Preference is More Than Comparisons: Rethinking Dueling Bandits with Augmented Human Feedback
- URL: http://arxiv.org/abs/2511.09047v1
- Date: Thu, 13 Nov 2025 01:28:17 GMT
- Title: Preference is More Than Comparisons: Rethinking Dueling Bandits with Augmented Human Feedback
- Authors: Shengbo Wang, Hong Sun, Ke Li,
- Abstract summary: Interactive preference elicitation (IPE) aims to substantially reduce human effort while acquiring human preferences in wide personalization systems.<n>Dueling bandit (DB) algorithms enable optimal decision-making in IPE building on pairwise comparisons.<n>We introduce an alternative perspective based on feedback augmentation, and introduce critical improvements to the model-free DB framework.<n>Our prototype algorithm achieves competitive performance across several IPE benchmarks, including recommendation, multi-objective optimization, and response optimization for large language models.

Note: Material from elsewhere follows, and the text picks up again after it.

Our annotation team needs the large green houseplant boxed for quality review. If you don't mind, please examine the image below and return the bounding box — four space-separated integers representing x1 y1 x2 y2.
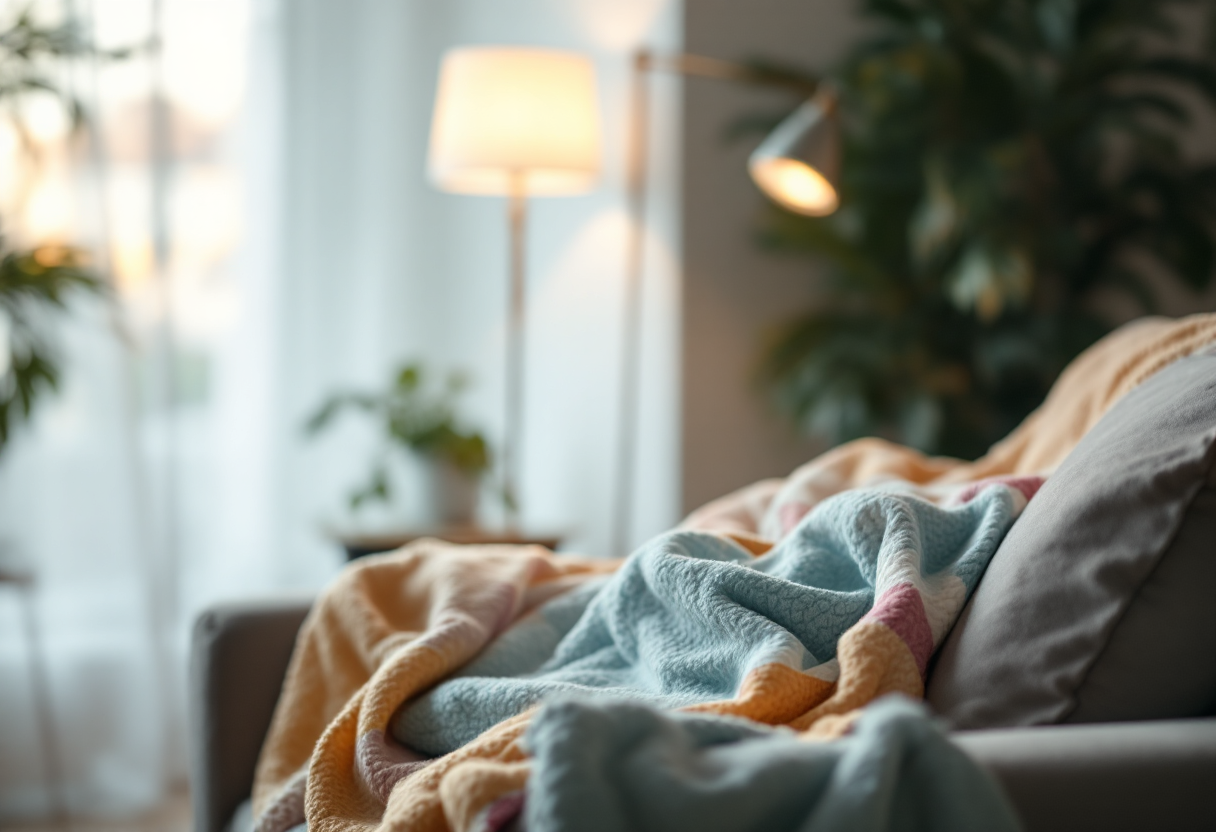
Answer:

- Score: 17.459431876117176
- License: http://creativecommons.org/licenses/by-nc-sa/4.0/
- Abstract: Interactive preference elicitation (IPE) aims to substantially reduce human effort while acquiring human preferences in wide personalization systems. Dueling bandit (DB) algorithms enable optimal decision-making in IPE building on pairwise comparisons. However, they remain inefficient when human feedback is sparse. Existing methods address sparsity by heavily relying on parametric reward models, whose rigid assumptions are vulnerable to misspecification. In contrast, we explore an alternative perspective based on feedback augmentation, and introduce critical improvements to the model-free DB framework. Specifically, we introduce augmented confidence bounds to integrate augmented human feedback under generalized concentration properties, and analyze the multi-factored performance trade-off via regret analysis. Our prototype algorithm achieves competitive performance across several IPE benchmarks, including recommendation, multi-objective optimization, and response optimization for large language models, demonstrating the potential of our approach for provably efficient IPE in broader applications.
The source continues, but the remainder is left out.